Matilde laughed, but said little. She was deeply absorbed in her work. Noel complained of the swiftness of time’s passing but Matilde could not agree. “Sometimes I think time hardly passes at all,” Matilde said. “At this end of the lake, at least.”
The quilts, the enormous wonderful quilts!—which Germaine would remember all her life.
Serendipity:
six feet square, a maze of blue rags, so intricate you could stare and stare and stare into it.
Felicity:
interlocking triangles of red, rosy-red, and white.

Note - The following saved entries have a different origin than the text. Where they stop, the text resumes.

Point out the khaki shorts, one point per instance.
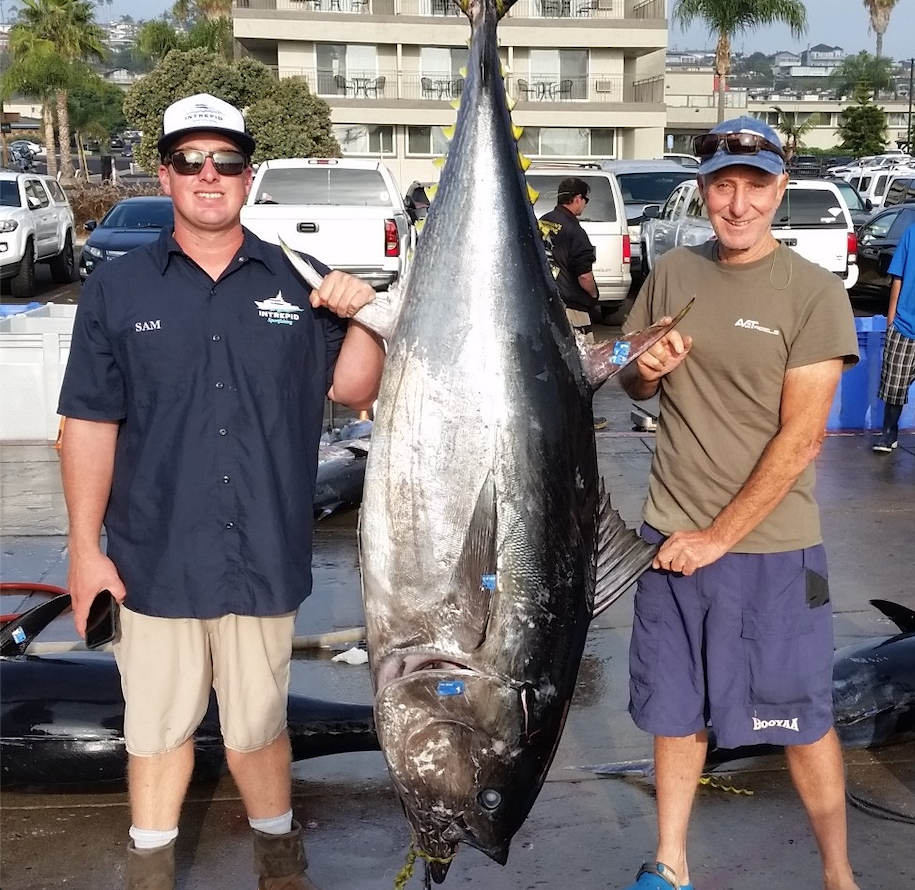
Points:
(169, 665)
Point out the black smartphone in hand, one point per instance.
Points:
(102, 625)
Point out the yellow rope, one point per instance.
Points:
(404, 875)
(712, 782)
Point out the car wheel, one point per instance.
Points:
(23, 283)
(63, 266)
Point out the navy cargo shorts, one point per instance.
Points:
(744, 646)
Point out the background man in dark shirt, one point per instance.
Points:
(194, 397)
(572, 256)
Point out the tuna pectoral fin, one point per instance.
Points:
(621, 557)
(474, 581)
(378, 316)
(606, 359)
(902, 616)
(16, 635)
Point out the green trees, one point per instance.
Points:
(284, 117)
(862, 127)
(65, 28)
(729, 17)
(794, 129)
(879, 12)
(863, 71)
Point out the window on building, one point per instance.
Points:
(426, 141)
(442, 61)
(556, 65)
(365, 139)
(572, 142)
(338, 62)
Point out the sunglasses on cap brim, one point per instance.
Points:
(189, 162)
(733, 144)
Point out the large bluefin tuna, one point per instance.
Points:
(487, 544)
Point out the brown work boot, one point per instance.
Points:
(151, 869)
(279, 860)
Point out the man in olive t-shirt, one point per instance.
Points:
(733, 625)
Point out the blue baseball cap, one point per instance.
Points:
(771, 161)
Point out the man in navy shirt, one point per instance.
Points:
(194, 398)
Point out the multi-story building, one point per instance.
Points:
(588, 75)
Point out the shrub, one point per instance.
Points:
(91, 200)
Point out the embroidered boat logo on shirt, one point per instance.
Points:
(277, 311)
(754, 326)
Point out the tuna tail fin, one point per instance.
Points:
(902, 616)
(604, 360)
(16, 635)
(622, 555)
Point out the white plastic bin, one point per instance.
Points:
(34, 347)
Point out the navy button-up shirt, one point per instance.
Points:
(219, 390)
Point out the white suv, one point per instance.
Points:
(36, 226)
(604, 220)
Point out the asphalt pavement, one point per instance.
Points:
(585, 831)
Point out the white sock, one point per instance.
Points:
(273, 825)
(150, 839)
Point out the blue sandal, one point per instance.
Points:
(657, 876)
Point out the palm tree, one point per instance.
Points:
(793, 129)
(879, 12)
(38, 74)
(69, 27)
(730, 17)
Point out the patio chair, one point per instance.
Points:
(376, 87)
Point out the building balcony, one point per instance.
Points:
(654, 10)
(359, 87)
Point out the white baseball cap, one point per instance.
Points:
(204, 113)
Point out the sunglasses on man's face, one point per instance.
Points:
(189, 162)
(734, 144)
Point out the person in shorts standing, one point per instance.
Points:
(194, 396)
(733, 624)
(898, 370)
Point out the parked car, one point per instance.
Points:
(860, 209)
(129, 224)
(804, 165)
(642, 183)
(603, 219)
(36, 226)
(416, 200)
(812, 219)
(877, 242)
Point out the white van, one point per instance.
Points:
(604, 219)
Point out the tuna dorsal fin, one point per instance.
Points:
(604, 360)
(621, 556)
(474, 583)
(902, 616)
(16, 635)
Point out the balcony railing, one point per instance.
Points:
(391, 85)
(552, 9)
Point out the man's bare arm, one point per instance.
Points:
(807, 396)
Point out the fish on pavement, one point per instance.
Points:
(62, 718)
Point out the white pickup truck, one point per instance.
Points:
(813, 219)
(347, 213)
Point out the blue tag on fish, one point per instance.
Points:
(620, 353)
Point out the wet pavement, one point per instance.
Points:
(585, 831)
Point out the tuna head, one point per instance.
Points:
(463, 752)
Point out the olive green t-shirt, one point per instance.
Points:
(720, 408)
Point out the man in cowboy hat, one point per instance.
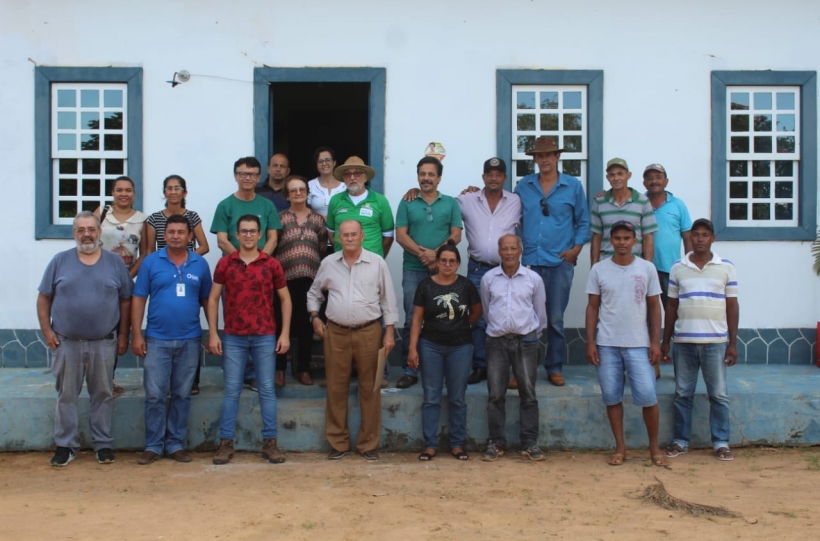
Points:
(358, 203)
(555, 228)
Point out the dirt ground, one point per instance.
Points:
(569, 496)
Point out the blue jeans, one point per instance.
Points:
(475, 272)
(235, 352)
(522, 354)
(688, 358)
(170, 365)
(438, 363)
(557, 283)
(613, 361)
(410, 281)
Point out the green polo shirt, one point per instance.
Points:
(636, 209)
(373, 212)
(428, 225)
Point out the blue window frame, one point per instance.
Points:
(764, 155)
(100, 117)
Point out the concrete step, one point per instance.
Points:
(771, 404)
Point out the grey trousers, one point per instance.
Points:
(73, 362)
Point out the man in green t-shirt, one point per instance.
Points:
(367, 207)
(422, 225)
(244, 201)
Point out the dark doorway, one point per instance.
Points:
(309, 115)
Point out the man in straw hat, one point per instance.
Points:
(555, 228)
(358, 203)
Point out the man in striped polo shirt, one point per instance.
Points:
(703, 312)
(621, 203)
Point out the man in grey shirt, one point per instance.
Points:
(84, 293)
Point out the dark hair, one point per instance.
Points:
(249, 218)
(323, 149)
(430, 159)
(448, 246)
(178, 219)
(181, 183)
(248, 161)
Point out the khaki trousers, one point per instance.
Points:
(342, 349)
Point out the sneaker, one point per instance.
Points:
(533, 453)
(62, 456)
(271, 452)
(105, 456)
(225, 452)
(493, 453)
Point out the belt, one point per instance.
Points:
(354, 327)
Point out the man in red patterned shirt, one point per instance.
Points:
(249, 279)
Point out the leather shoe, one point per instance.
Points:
(406, 381)
(147, 457)
(556, 379)
(477, 375)
(180, 456)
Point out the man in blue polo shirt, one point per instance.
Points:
(178, 282)
(555, 228)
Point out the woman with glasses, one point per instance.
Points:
(175, 190)
(441, 345)
(302, 242)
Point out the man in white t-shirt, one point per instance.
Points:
(623, 290)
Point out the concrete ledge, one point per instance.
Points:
(775, 404)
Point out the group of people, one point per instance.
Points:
(303, 257)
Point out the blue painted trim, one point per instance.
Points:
(594, 79)
(263, 107)
(807, 170)
(43, 177)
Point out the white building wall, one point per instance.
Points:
(441, 60)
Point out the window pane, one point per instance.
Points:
(740, 122)
(763, 122)
(763, 100)
(89, 98)
(738, 211)
(112, 98)
(525, 100)
(549, 122)
(66, 121)
(763, 145)
(738, 190)
(66, 98)
(68, 186)
(740, 101)
(549, 100)
(572, 122)
(526, 122)
(761, 211)
(740, 145)
(783, 190)
(785, 101)
(786, 145)
(572, 143)
(760, 190)
(783, 211)
(761, 168)
(738, 168)
(572, 100)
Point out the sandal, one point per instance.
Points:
(460, 455)
(675, 450)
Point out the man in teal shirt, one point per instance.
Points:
(422, 225)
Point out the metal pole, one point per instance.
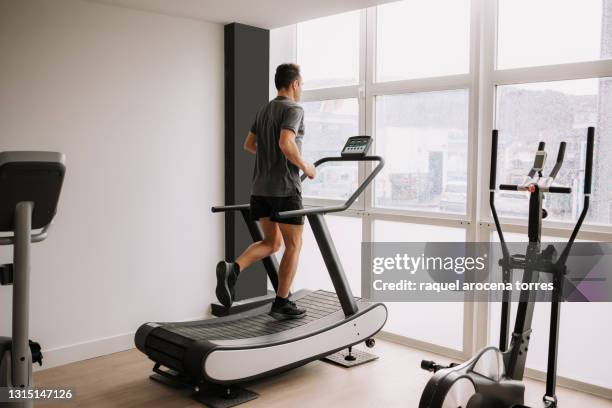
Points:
(21, 356)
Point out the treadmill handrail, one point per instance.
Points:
(38, 237)
(228, 208)
(350, 200)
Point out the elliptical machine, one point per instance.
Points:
(30, 185)
(493, 377)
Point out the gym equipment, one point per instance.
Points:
(30, 185)
(493, 377)
(250, 345)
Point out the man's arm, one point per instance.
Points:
(250, 143)
(292, 153)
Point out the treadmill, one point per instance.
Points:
(250, 345)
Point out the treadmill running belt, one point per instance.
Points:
(318, 304)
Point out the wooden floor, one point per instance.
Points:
(394, 380)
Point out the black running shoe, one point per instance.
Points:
(287, 310)
(226, 282)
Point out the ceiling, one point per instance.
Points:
(258, 13)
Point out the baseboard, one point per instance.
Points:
(86, 350)
(90, 349)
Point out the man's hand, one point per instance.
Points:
(309, 170)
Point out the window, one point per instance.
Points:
(548, 32)
(409, 45)
(327, 126)
(405, 78)
(554, 112)
(424, 139)
(328, 51)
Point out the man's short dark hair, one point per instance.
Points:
(285, 75)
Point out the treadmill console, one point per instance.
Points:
(357, 146)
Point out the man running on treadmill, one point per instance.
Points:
(275, 138)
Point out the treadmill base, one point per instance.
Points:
(216, 396)
(340, 358)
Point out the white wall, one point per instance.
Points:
(135, 101)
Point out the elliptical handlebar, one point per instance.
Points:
(551, 189)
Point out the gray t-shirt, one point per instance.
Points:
(274, 175)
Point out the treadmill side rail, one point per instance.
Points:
(226, 366)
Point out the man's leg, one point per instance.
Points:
(292, 237)
(283, 308)
(261, 249)
(227, 272)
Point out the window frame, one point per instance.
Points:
(481, 82)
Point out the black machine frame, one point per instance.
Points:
(507, 390)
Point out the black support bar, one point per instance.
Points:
(333, 264)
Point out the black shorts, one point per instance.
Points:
(262, 207)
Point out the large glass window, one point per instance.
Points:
(545, 32)
(328, 50)
(554, 112)
(414, 319)
(327, 126)
(424, 139)
(418, 39)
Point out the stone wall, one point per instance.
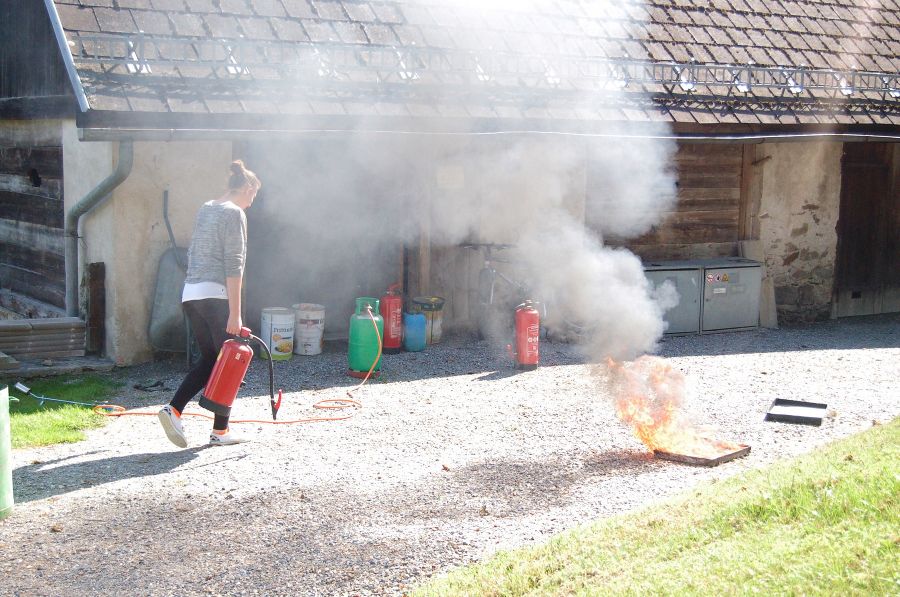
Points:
(801, 186)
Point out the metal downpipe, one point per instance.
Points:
(94, 198)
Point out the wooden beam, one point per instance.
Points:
(751, 194)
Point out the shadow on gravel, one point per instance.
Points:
(43, 479)
(511, 487)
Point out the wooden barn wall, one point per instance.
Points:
(31, 65)
(705, 221)
(32, 259)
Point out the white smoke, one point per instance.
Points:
(556, 197)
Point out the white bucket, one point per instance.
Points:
(277, 330)
(309, 326)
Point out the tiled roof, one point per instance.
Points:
(800, 61)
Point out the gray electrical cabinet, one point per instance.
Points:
(731, 287)
(686, 277)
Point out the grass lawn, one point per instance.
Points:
(34, 425)
(827, 523)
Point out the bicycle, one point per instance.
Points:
(498, 294)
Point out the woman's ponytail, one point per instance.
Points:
(241, 177)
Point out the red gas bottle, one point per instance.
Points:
(391, 308)
(528, 329)
(227, 374)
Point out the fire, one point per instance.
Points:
(649, 396)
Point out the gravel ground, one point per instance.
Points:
(453, 456)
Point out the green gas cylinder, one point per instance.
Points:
(365, 341)
(6, 497)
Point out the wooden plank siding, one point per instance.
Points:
(32, 67)
(705, 221)
(32, 254)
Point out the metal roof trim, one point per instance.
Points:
(66, 55)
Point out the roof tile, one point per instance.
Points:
(758, 38)
(381, 35)
(795, 25)
(299, 9)
(680, 16)
(79, 19)
(169, 5)
(115, 21)
(779, 57)
(257, 28)
(658, 32)
(700, 18)
(333, 11)
(719, 36)
(739, 37)
(739, 20)
(409, 35)
(201, 6)
(700, 53)
(658, 51)
(152, 22)
(222, 26)
(415, 15)
(360, 12)
(387, 13)
(812, 25)
(759, 56)
(187, 24)
(721, 54)
(319, 31)
(679, 52)
(685, 35)
(268, 8)
(798, 42)
(289, 30)
(741, 56)
(351, 33)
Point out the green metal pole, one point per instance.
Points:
(6, 497)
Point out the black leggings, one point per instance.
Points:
(209, 318)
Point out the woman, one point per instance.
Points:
(212, 294)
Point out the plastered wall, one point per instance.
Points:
(801, 186)
(128, 231)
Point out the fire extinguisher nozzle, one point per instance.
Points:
(276, 404)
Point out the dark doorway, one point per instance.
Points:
(868, 253)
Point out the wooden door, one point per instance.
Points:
(867, 260)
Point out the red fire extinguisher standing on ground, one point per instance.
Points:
(229, 371)
(528, 329)
(391, 308)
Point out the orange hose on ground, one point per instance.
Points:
(114, 410)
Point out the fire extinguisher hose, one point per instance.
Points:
(273, 403)
(114, 410)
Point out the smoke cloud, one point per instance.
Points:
(343, 204)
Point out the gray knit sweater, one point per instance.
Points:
(219, 244)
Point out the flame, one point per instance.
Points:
(649, 396)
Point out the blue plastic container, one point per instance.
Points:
(413, 332)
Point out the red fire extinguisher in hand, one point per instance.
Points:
(528, 330)
(229, 371)
(391, 308)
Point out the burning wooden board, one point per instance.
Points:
(706, 460)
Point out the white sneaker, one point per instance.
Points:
(226, 439)
(172, 425)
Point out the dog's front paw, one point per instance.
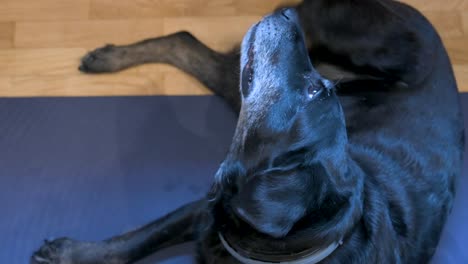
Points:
(109, 58)
(59, 251)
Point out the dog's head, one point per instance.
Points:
(290, 139)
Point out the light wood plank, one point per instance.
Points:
(124, 9)
(7, 33)
(447, 23)
(262, 7)
(89, 34)
(457, 49)
(176, 82)
(17, 62)
(437, 5)
(461, 71)
(212, 30)
(84, 85)
(23, 10)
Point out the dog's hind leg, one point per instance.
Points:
(217, 71)
(177, 227)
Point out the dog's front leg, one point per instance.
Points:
(175, 228)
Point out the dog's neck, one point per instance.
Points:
(312, 256)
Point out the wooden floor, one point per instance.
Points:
(41, 41)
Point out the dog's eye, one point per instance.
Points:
(314, 91)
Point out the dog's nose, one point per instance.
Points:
(288, 13)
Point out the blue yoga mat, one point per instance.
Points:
(91, 168)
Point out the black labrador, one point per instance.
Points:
(354, 160)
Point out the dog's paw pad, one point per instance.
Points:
(104, 59)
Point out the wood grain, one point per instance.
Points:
(7, 33)
(41, 42)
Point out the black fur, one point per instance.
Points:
(371, 156)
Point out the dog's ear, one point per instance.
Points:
(273, 202)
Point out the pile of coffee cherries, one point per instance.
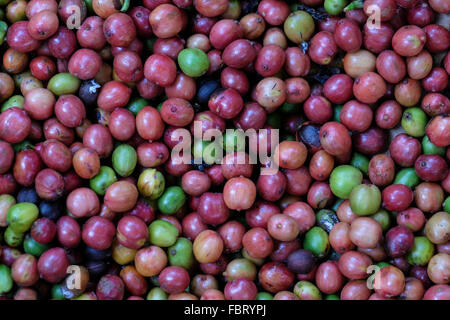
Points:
(96, 204)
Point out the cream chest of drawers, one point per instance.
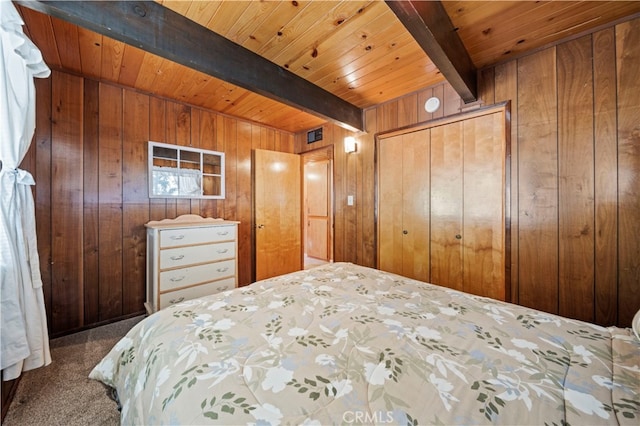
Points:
(189, 257)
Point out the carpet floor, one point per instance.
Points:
(61, 393)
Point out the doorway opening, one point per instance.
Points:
(317, 205)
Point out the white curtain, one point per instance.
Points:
(23, 322)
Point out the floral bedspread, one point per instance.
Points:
(345, 344)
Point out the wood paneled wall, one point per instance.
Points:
(575, 173)
(89, 159)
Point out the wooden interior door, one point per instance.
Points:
(277, 213)
(484, 216)
(446, 205)
(390, 204)
(317, 182)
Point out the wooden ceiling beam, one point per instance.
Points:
(161, 31)
(431, 27)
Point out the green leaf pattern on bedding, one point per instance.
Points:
(344, 344)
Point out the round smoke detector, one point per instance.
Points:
(432, 105)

Wonder-Working Providence:
a galaxy of opalescent moons.
Made for strangers, sold to strangers, who evidently paid a good price for them. (“Why can’t we buy one of them,” Germaine said to her grandfather, “why can’t
we
take one of them home?”)
Celestial Timepiece
was the largest quilt, but Matilde was sewing it for herself—it wasn’t to be sold: up close it resembled a crazy quilt because it was asymmetrical, with squares that contrasted not only in color and design but in texture as well. “Feel this square, now feel this one,” Matilde said softly, taking Germaine’s hand, “and now this one—do you see? Close your eyes.” Coarse wool, fine wool, satins, laces, burlap, cotton, silk, brocade, hemp, tiny pleats. Germaine shut her eyes tight and touched the squares, seeing them with her fingertips, reading them. Do you understand? Matilde asked.